Wong TN, Ramsingh G, Young AL, Miller CA, Touma W, Welch JS, Lamprecht TL, Shen D, Hundal J, Fulton RS, Heath S, Baty JD, Klco JM, Ding L, Mardis ER, Westervelt P, DiPersio JF, Walter MJ, Graubert TA, Ley TJ, Druley TE, Link DC, Wilson RK - Nature (2014)

Bottom Line: We identified four cases of t-AML/t-MDS in which the exact TP53 mutation found at diagnosis was also present at low frequencies (0.003-0.7%) in mobilized blood leukocytes or bone marrow 3-6 years before the development of t-AML/t-MDS, including two cases in which the relevant TP53 mutation was detected before any chemotherapy.Moreover, functional TP53 mutations were identified in small populations of peripheral blood cells of healthy chemotherapy-naive elderly individuals.Finally, in mouse bone marrow chimaeras containing both wild-type and Tp53(+/-) haematopoietic stem/progenitor cells (HSPCs), the Tp53(+/-) HSPCs preferentially expanded after exposure to chemotherapy.

View Article: PubMed Central - PubMed

Affiliation: Department of Medicine, Division of Oncology, Washington University, St Louis, Missouri 63110, USA.

ABSTRACT
Therapy-related acute myeloid leukaemia (t-AML) and therapy-related myelodysplastic syndrome (t-MDS) are well-recognized complications of cytotoxic chemotherapy and/or radiotherapy.
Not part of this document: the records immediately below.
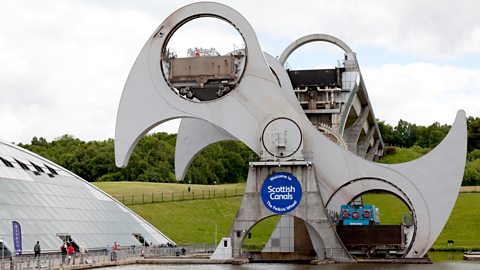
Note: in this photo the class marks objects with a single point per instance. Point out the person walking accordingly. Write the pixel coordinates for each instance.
(71, 253)
(37, 251)
(115, 250)
(63, 250)
(83, 250)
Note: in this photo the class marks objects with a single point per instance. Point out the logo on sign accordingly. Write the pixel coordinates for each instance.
(281, 192)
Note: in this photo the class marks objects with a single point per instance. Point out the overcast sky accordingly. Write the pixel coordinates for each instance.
(63, 64)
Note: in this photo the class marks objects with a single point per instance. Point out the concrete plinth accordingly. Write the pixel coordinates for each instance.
(310, 209)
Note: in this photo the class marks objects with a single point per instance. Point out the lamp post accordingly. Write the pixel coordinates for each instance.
(1, 241)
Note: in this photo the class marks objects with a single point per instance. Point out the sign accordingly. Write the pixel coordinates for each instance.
(281, 192)
(17, 237)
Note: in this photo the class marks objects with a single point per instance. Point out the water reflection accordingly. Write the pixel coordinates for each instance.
(459, 265)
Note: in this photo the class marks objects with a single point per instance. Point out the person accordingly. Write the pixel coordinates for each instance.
(115, 249)
(63, 250)
(71, 253)
(83, 250)
(109, 250)
(37, 251)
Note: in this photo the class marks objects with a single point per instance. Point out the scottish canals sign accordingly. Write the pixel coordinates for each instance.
(281, 192)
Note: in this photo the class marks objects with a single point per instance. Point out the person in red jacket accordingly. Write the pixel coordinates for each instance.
(115, 250)
(71, 253)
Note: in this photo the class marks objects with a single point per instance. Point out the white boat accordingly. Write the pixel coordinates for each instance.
(472, 256)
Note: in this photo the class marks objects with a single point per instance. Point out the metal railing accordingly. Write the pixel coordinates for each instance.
(161, 197)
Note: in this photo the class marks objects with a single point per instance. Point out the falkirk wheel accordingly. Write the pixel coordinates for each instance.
(315, 153)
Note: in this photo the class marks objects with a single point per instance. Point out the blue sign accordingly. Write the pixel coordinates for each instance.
(281, 192)
(17, 237)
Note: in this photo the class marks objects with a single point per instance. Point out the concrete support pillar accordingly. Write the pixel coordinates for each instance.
(352, 133)
(363, 145)
(373, 153)
(310, 209)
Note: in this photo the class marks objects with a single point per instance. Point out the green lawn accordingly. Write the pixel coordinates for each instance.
(194, 221)
(117, 189)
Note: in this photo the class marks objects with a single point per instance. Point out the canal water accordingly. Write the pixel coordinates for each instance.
(442, 261)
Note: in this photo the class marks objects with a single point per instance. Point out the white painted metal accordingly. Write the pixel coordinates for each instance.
(430, 183)
(47, 200)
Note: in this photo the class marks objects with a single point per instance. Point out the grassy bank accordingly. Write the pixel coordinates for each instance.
(194, 221)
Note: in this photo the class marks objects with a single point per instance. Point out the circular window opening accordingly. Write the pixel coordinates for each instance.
(376, 224)
(316, 56)
(204, 59)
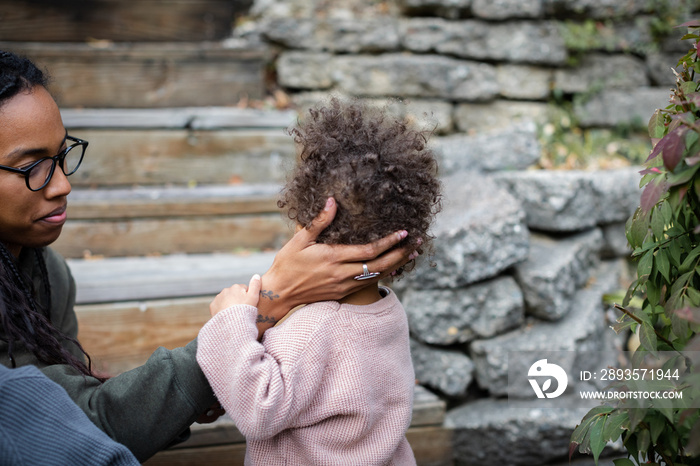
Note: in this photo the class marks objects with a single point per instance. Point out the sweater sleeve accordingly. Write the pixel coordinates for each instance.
(258, 390)
(145, 408)
(39, 424)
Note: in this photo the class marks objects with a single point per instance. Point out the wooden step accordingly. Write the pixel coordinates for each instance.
(168, 220)
(146, 75)
(129, 306)
(118, 20)
(106, 280)
(195, 145)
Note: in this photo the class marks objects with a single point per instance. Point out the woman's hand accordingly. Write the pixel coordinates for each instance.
(237, 294)
(304, 271)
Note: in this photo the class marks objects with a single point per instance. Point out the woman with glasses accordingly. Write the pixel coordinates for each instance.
(151, 406)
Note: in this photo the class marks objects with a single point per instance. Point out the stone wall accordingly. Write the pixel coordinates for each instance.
(522, 256)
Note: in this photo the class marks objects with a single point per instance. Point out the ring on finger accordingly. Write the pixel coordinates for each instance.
(366, 274)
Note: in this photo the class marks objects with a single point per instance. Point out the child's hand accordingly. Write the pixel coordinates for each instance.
(237, 294)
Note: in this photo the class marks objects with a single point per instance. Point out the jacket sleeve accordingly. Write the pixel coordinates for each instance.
(39, 424)
(145, 408)
(261, 392)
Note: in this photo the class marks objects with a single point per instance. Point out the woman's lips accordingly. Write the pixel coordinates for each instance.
(57, 217)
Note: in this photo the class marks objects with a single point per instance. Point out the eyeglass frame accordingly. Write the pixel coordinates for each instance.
(57, 159)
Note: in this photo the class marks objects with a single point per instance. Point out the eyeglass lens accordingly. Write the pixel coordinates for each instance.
(42, 172)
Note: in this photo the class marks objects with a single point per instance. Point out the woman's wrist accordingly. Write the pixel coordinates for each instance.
(275, 302)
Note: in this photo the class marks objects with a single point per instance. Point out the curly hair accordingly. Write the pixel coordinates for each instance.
(378, 168)
(18, 74)
(23, 321)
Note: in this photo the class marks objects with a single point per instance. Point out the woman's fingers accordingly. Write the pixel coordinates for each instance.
(322, 220)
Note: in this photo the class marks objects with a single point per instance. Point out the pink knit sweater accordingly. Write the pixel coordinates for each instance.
(330, 385)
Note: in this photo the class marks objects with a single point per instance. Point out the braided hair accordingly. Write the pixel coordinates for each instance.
(23, 321)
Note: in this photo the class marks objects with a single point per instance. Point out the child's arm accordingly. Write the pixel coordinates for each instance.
(249, 383)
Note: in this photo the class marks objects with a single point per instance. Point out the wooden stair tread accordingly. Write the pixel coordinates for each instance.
(137, 278)
(180, 118)
(149, 74)
(172, 201)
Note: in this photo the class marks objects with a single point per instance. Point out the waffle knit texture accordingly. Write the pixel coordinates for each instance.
(40, 425)
(331, 385)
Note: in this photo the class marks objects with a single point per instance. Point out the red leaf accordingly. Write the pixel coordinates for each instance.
(674, 147)
(652, 193)
(658, 147)
(690, 24)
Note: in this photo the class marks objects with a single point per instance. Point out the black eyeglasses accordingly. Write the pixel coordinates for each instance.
(38, 174)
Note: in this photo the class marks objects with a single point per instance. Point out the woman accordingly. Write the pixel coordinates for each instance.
(151, 406)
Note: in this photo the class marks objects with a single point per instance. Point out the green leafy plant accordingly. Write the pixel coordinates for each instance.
(662, 306)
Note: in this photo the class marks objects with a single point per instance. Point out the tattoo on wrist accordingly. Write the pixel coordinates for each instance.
(269, 294)
(265, 319)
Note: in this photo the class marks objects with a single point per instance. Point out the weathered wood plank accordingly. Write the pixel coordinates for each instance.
(156, 202)
(172, 235)
(432, 446)
(142, 75)
(181, 157)
(220, 455)
(139, 278)
(176, 118)
(119, 20)
(121, 336)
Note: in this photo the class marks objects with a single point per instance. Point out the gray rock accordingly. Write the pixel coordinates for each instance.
(475, 117)
(578, 335)
(480, 232)
(445, 8)
(597, 71)
(660, 66)
(615, 242)
(528, 41)
(613, 107)
(555, 270)
(512, 148)
(596, 9)
(415, 76)
(335, 35)
(491, 432)
(567, 201)
(447, 371)
(304, 70)
(507, 9)
(524, 82)
(482, 310)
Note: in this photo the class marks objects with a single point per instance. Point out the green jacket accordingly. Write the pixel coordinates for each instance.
(146, 408)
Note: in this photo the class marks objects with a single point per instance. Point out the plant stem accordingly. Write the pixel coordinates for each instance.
(639, 321)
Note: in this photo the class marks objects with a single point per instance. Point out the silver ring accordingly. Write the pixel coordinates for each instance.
(366, 275)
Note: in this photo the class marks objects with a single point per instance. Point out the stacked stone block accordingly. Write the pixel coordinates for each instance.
(522, 257)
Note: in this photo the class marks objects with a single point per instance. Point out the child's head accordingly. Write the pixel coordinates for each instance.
(376, 166)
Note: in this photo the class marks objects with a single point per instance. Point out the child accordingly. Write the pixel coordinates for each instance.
(333, 383)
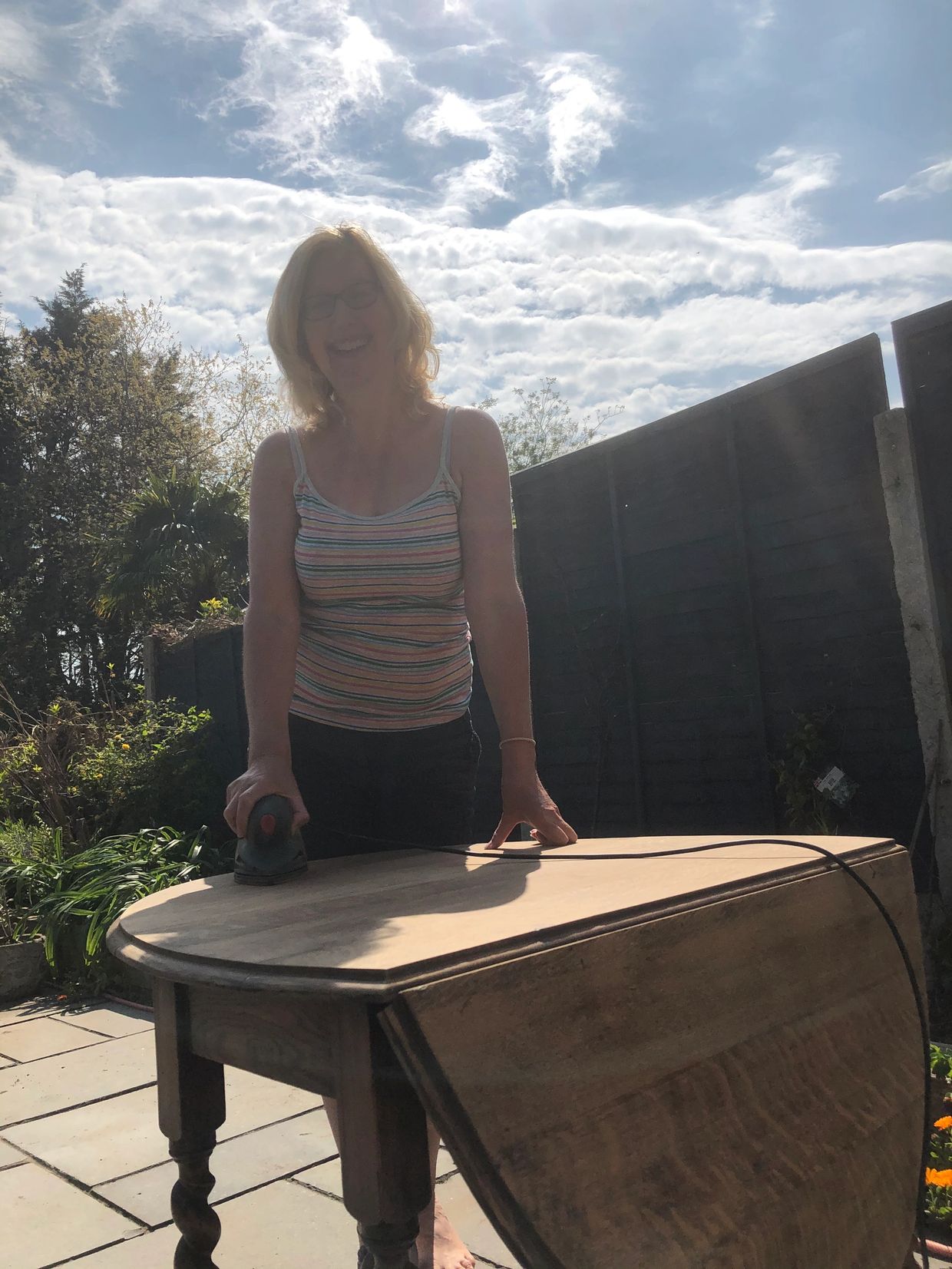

There are several features that distinguish t-AML from de novo AML, including a higher incidence of TP53 mutations, abnormalities of chromosomes 5 or 7, complex cytogenetics and a reduced response to chemotherapy. However, it is not clear how prior exposure to cytotoxic therapy influences leukaemogenesis. In particular, the mechanism by which TP53 mutations are selectively enriched in t-AML/t-MDS is unknown. Here, by sequencing the genomes of 22 patients with t-AML, we show that the total number of somatic single-nucleotide variants and the percentage of chemotherapy-related transversions are similar in t-AML and de novo AML, indicating that previous chemotherapy does not induce genome-wide DNA damage. We identified four cases of t-AML/t-MDS in which the exact TP53 mutation found at diagnosis was also present at low frequencies (0.003-0.7%) in mobilized blood leukocytes or bone marrow 3-6 years before the development of t-AML/t-MDS, including two cases in which the relevant TP53 mutation was detected before any chemotherapy. Moreover, functional TP53 mutations were identified in small populations of peripheral blood cells of healthy chemotherapy-naive elderly individuals. Finally, in mouse bone marrow chimaeras containing both wild-type and Tp53(+/-) haematopoietic stem/progenitor cells (HSPCs), the Tp53(+/-) HSPCs preferentially expanded after exposure to chemotherapy. These data suggest that cytotoxic therapy does not directly induce TP53 mutations. Rather, they support a model in which rare HSPCs carrying age-related TP53 mutations are resistant to chemotherapy and expand preferentially after treatment. The early acquisition of TP53 mutations in the founding HSPC clone probably contributes to the frequent cytogenetic abnormalities and poor responses to chemotherapy that are typical of patients with t-AML/t-MDS.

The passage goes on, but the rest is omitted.